У Авдейки ноги подкосились от обрушившегося воя, но родственник поддал ему коленом и потащил впереди себя через мешки и вытянутые ноги. Другой рукой он больно сжимал Авдейкину шею, заставляя ее склоняться в разные стороны, откуда в фуражку сыпалась мелочь и мятые рубли. К концу вагона Авдейка освоился, понял, что от него требуется, и даже разобрал конец песни, из которой и узнал, что имеет дело с родственником графа. В следующем вагоне Авдейка познакомился с ним ближе. Родственник оказался внуком графа Толстого, но каким-то неудачным, незаконнорожденным. Внук сильно горевал по этому поводу, но дедушку любил и слушался. Дедушка у него был хороший и простой, хотя и граф. Он, совсем как Сопелки, не кушал ни рыбу, ни мясо и ходил босиком. Но у дедушки графа была плохая жена Софья Андреевна. Она ела рыбу и мясо. Босою она не ходила, щадила дворянскую честь, и это было так невыносимо, что внук зарыдал в голос.
Граждане разделяли чувства неудачного родственника, и монеты из их натруженных рук капали в фуражку, как слезы. Граф написал роман "Анна Каренина", но та бросилась под поезд. Дети в вагоне беспокоились и вскрикивали. Авдейка спотыкался, "...и роман его "Воскресение" читать невозможно без слез", - заявил родственник. Старушки понимающе кивали и развязывали белые платочки. "Вот так разлагалось дворянство..."

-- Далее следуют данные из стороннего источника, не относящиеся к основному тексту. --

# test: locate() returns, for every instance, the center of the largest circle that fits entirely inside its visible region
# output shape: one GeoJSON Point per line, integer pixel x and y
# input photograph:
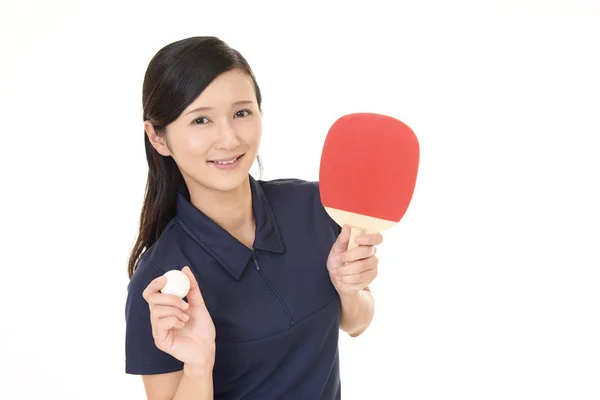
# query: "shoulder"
{"type": "Point", "coordinates": [287, 194]}
{"type": "Point", "coordinates": [290, 189]}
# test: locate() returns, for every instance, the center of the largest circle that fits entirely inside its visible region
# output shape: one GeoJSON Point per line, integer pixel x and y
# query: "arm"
{"type": "Point", "coordinates": [357, 312]}
{"type": "Point", "coordinates": [192, 383]}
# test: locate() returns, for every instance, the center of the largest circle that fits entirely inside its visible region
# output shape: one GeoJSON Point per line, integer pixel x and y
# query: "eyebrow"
{"type": "Point", "coordinates": [237, 103]}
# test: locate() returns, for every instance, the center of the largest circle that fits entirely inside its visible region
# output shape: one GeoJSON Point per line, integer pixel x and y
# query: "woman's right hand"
{"type": "Point", "coordinates": [184, 330]}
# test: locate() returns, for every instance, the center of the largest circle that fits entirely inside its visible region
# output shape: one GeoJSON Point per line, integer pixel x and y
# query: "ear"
{"type": "Point", "coordinates": [158, 142]}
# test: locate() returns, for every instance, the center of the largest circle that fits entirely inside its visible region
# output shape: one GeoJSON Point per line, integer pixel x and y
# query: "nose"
{"type": "Point", "coordinates": [227, 136]}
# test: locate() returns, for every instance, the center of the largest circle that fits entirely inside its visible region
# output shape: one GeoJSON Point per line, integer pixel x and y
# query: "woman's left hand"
{"type": "Point", "coordinates": [353, 270]}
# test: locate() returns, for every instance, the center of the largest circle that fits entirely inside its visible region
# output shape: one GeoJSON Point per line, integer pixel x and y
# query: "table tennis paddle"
{"type": "Point", "coordinates": [368, 172]}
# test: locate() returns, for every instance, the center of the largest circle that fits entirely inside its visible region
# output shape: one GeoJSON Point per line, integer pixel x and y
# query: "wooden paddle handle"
{"type": "Point", "coordinates": [354, 232]}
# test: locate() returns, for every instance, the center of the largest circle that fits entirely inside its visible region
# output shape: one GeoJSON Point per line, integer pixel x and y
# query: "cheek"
{"type": "Point", "coordinates": [252, 133]}
{"type": "Point", "coordinates": [189, 148]}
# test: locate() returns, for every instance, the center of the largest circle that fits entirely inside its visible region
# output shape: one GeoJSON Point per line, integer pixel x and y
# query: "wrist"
{"type": "Point", "coordinates": [196, 370]}
{"type": "Point", "coordinates": [351, 299]}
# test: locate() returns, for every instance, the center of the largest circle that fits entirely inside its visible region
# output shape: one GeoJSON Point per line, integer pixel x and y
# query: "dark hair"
{"type": "Point", "coordinates": [175, 77]}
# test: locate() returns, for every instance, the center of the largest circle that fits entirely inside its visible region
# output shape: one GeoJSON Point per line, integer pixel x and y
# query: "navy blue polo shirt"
{"type": "Point", "coordinates": [275, 310]}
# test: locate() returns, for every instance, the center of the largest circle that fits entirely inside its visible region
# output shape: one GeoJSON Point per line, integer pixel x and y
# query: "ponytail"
{"type": "Point", "coordinates": [160, 202]}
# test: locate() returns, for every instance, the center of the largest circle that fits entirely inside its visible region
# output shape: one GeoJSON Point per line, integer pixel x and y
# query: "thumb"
{"type": "Point", "coordinates": [194, 295]}
{"type": "Point", "coordinates": [341, 244]}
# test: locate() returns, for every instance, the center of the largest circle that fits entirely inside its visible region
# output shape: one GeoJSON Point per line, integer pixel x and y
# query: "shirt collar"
{"type": "Point", "coordinates": [226, 249]}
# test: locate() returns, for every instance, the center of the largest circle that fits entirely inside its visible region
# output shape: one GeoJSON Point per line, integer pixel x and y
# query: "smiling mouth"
{"type": "Point", "coordinates": [226, 161]}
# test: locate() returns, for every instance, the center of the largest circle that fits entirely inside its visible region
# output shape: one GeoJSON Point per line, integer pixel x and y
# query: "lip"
{"type": "Point", "coordinates": [226, 159]}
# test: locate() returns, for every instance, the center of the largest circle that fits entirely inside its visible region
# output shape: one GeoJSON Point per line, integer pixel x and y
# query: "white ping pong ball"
{"type": "Point", "coordinates": [177, 284]}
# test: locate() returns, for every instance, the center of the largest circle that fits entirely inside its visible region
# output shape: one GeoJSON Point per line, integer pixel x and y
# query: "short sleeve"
{"type": "Point", "coordinates": [334, 225]}
{"type": "Point", "coordinates": [142, 357]}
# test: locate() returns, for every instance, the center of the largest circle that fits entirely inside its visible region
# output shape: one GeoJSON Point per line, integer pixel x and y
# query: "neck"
{"type": "Point", "coordinates": [230, 210]}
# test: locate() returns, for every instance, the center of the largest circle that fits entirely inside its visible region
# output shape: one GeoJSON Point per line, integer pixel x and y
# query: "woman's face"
{"type": "Point", "coordinates": [216, 139]}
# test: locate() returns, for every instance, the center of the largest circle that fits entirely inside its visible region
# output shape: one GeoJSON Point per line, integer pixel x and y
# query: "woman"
{"type": "Point", "coordinates": [272, 282]}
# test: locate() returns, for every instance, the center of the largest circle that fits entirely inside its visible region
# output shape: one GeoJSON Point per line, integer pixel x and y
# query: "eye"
{"type": "Point", "coordinates": [200, 121]}
{"type": "Point", "coordinates": [242, 113]}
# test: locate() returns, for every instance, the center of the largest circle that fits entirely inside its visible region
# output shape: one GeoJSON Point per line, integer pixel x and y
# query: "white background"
{"type": "Point", "coordinates": [489, 288]}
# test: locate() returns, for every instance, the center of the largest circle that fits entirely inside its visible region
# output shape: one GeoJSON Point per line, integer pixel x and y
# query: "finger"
{"type": "Point", "coordinates": [371, 239]}
{"type": "Point", "coordinates": [161, 327]}
{"type": "Point", "coordinates": [363, 278]}
{"type": "Point", "coordinates": [159, 312]}
{"type": "Point", "coordinates": [194, 295]}
{"type": "Point", "coordinates": [341, 244]}
{"type": "Point", "coordinates": [166, 299]}
{"type": "Point", "coordinates": [358, 253]}
{"type": "Point", "coordinates": [356, 267]}
{"type": "Point", "coordinates": [154, 287]}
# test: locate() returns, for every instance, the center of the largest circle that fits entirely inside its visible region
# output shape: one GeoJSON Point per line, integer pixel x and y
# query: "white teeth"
{"type": "Point", "coordinates": [225, 162]}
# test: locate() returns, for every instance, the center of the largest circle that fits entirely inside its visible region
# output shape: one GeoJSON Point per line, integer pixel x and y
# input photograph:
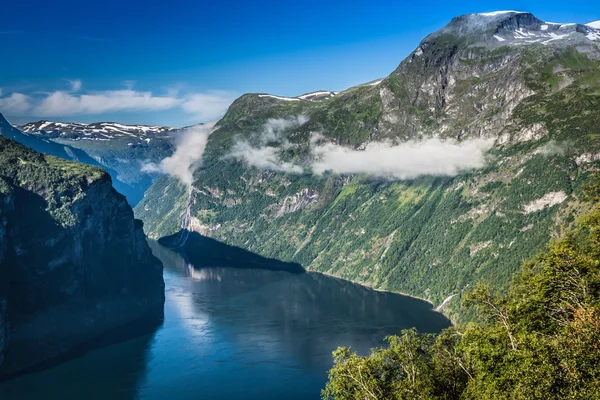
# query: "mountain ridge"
{"type": "Point", "coordinates": [429, 236]}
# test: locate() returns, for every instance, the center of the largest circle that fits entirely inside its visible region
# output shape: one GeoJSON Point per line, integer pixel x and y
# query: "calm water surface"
{"type": "Point", "coordinates": [232, 333]}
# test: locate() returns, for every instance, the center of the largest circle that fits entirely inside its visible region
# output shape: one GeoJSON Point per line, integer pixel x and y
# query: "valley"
{"type": "Point", "coordinates": [443, 218]}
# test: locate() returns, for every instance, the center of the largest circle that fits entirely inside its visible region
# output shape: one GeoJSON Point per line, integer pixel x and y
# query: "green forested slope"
{"type": "Point", "coordinates": [430, 236]}
{"type": "Point", "coordinates": [540, 341]}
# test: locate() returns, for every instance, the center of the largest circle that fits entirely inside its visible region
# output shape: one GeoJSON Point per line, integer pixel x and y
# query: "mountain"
{"type": "Point", "coordinates": [465, 160]}
{"type": "Point", "coordinates": [74, 263]}
{"type": "Point", "coordinates": [104, 131]}
{"type": "Point", "coordinates": [121, 149]}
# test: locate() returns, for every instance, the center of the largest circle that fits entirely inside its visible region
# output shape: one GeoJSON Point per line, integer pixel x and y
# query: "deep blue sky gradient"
{"type": "Point", "coordinates": [281, 47]}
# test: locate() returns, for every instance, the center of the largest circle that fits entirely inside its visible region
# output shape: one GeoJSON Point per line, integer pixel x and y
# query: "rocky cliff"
{"type": "Point", "coordinates": [527, 90]}
{"type": "Point", "coordinates": [74, 263]}
{"type": "Point", "coordinates": [121, 150]}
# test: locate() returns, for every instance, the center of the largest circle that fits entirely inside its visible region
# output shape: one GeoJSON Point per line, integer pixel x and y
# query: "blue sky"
{"type": "Point", "coordinates": [182, 62]}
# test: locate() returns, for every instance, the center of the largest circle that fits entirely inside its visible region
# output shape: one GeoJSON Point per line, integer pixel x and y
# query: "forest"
{"type": "Point", "coordinates": [539, 340]}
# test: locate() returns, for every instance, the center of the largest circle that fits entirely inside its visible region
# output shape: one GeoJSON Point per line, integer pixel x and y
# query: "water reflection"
{"type": "Point", "coordinates": [234, 333]}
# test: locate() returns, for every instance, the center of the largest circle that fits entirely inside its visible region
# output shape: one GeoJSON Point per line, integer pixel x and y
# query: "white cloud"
{"type": "Point", "coordinates": [63, 103]}
{"type": "Point", "coordinates": [382, 159]}
{"type": "Point", "coordinates": [402, 161]}
{"type": "Point", "coordinates": [16, 103]}
{"type": "Point", "coordinates": [187, 156]}
{"type": "Point", "coordinates": [264, 156]}
{"type": "Point", "coordinates": [75, 84]}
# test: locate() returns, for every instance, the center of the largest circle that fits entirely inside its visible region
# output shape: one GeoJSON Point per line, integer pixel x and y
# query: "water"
{"type": "Point", "coordinates": [232, 333]}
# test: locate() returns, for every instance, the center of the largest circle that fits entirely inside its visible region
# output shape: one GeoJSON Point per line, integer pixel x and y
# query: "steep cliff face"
{"type": "Point", "coordinates": [528, 87]}
{"type": "Point", "coordinates": [122, 150]}
{"type": "Point", "coordinates": [74, 264]}
{"type": "Point", "coordinates": [6, 205]}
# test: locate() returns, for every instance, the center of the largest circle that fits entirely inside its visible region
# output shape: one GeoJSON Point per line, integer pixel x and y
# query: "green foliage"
{"type": "Point", "coordinates": [59, 182]}
{"type": "Point", "coordinates": [540, 341]}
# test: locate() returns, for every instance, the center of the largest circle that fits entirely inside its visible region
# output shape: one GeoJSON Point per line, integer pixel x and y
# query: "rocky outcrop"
{"type": "Point", "coordinates": [74, 263]}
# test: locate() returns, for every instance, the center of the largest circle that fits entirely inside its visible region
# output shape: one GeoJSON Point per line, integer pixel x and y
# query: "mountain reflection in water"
{"type": "Point", "coordinates": [234, 333]}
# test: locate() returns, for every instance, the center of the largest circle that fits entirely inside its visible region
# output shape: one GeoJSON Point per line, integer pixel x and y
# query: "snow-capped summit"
{"type": "Point", "coordinates": [496, 13]}
{"type": "Point", "coordinates": [317, 96]}
{"type": "Point", "coordinates": [514, 28]}
{"type": "Point", "coordinates": [94, 131]}
{"type": "Point", "coordinates": [594, 24]}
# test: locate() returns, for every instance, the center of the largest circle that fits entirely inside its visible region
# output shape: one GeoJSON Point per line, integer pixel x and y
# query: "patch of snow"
{"type": "Point", "coordinates": [593, 35]}
{"type": "Point", "coordinates": [377, 82]}
{"type": "Point", "coordinates": [548, 200]}
{"type": "Point", "coordinates": [307, 95]}
{"type": "Point", "coordinates": [554, 37]}
{"type": "Point", "coordinates": [279, 97]}
{"type": "Point", "coordinates": [495, 13]}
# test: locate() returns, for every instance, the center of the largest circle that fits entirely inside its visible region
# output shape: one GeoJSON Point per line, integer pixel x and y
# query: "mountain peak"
{"type": "Point", "coordinates": [511, 28]}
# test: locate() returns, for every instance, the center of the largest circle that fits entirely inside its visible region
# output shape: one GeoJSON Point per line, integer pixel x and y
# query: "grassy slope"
{"type": "Point", "coordinates": [430, 237]}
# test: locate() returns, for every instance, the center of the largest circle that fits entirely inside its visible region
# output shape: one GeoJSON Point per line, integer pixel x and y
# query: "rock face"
{"type": "Point", "coordinates": [74, 263]}
{"type": "Point", "coordinates": [122, 150]}
{"type": "Point", "coordinates": [533, 93]}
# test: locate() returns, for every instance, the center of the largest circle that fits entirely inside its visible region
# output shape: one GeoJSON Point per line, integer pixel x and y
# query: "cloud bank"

Темные старческие руки крестили Авдейку, плачущего от наплыва чувств, и с крестьянской обстоятельностью складывали деньги в фуражку подкидыша.
- Слеза! - воскликнул фальшивый внук, когда вагон остался позади. - Слеза, говорю, была?
- Была, - ответил Авдейка, всхлипывая.
Родственник отвалился к стене тамбура и стал отпивать водку из початой бутылки, делая замеры большим пальцем.
- То-то. Слеза в нашем деле - главное, это ты усеки. Без слезы - дохлое дело, копейки не выжмешь.
Потом родственник вздохнул, по-лошадиному грустно, и с сожалением спрятал бутылку. Засунув палец в фуражку, он помешал деньги, как кашу, бумажные отобрал себе, а горсть мелочи отсыпал в ладонь Авдейке. Подумав, он артистическим движением забросил в фуражку рубль, а помедлив - другой.
- Мера, брат, - объяснил он. - Много лежит - граждане подумают: и без нас не пропадет. Мало лежит - подумают: не дают ему люди и мы не дадим. Вот теперь - в аккурат.
- Жулик ты, а не родственник, - неожиданно заявил Авдейка.
Фальшивый внук глубоко задумался.
Авдейка высунул кулак в выбитое дверное окно, выпустил деньги на волю и услышал:
- Добро переводишь.
- Поднимут, - ответил Авдейка, не оборачиваясь.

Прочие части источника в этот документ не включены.